Protéger, rassurer, sécuriser, affronter, comploter, maltraiter, terroriser, censurer, libérer, sauver, éliminer, résister, défendre, alerter, harceler, brutaliser et parfois même emprisonner ont alimenté l'arsenal sémantique diversifié de ceux qui nous ont gouvernés.

En fait, tous ceux qui ont pris le pouvoir en Algérie à partir de 1962 jusqu'à l'ouverture du champ politique qui a eu lieu au lendemain des événements tragiques d'octobre 1988 ont utilisé la peur pour gouverner et se maintenir aux commandes du pays.

Leurs opposants, ceux notamment qui se sont manifestés au lendemain du premier tour des élections législatives avortées de 1991, n'ont pas fait mieux. Un dirigeant d'un ex-parti dissous, croyant avoir raflé la mise électorale, s'est précipité à appeler les algériens «à changer leur us et leur comportement y compris vestimentaire !».

Aujourd'hui, ceux qui président à nos destinées et même ceux qui veulent prendre leur place, font tout pour alimenter et mettre à jour nos peurs, conséquemment à la crise économique, au terrorisme, ou aux bruits des bottes qui se font entendre à nos frontières.

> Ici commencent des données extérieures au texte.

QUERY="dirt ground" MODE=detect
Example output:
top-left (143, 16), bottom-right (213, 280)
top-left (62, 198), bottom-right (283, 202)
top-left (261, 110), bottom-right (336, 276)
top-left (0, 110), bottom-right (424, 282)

Les Algériens, quoique inquiets, sont blasés pour un certain nombre et affichent leur défiance pour tout et partout. Cette défiance est d'abord verticale et les oppose à ceux qui les gouvernent. Elle se nourrit d'un sentiment d'abandon, de plus en plus répandu « ceux qui nous dirigent cultiveraient », ont-ils tendance à dire, « l'entre-soi », sans se préoccuper, ou si peu du peuple. Il serait toutefois naïf de limiter cette défiance aux seuls gouvernants. Elle frappe la classe politique dans toute sa composante mais aussi l'administration publique, les patrons d'entreprises, les journalistes, bref, toute l'élite intellectuelle !

A cette défiance verticale, s'ajoute, également, une autre défiance de type horizontal ; avec la crise du pétrole, l'inflation, la cherté de la vie, les rapports sociaux s'exacerbent et la méfiance gagne du terrain et met à mal la cohésion sociale. Les syndicats, issus pourtant des classes prolétaires et à leur tête l'UGTA, sont désavoués. Au lieu de se remettre en question face à ce désaveu, ils maintiennent leur discours paternaliste et partant, défendent « leurs acquis » en fréquentant les tripartites, qui se suivent et se ressemblent.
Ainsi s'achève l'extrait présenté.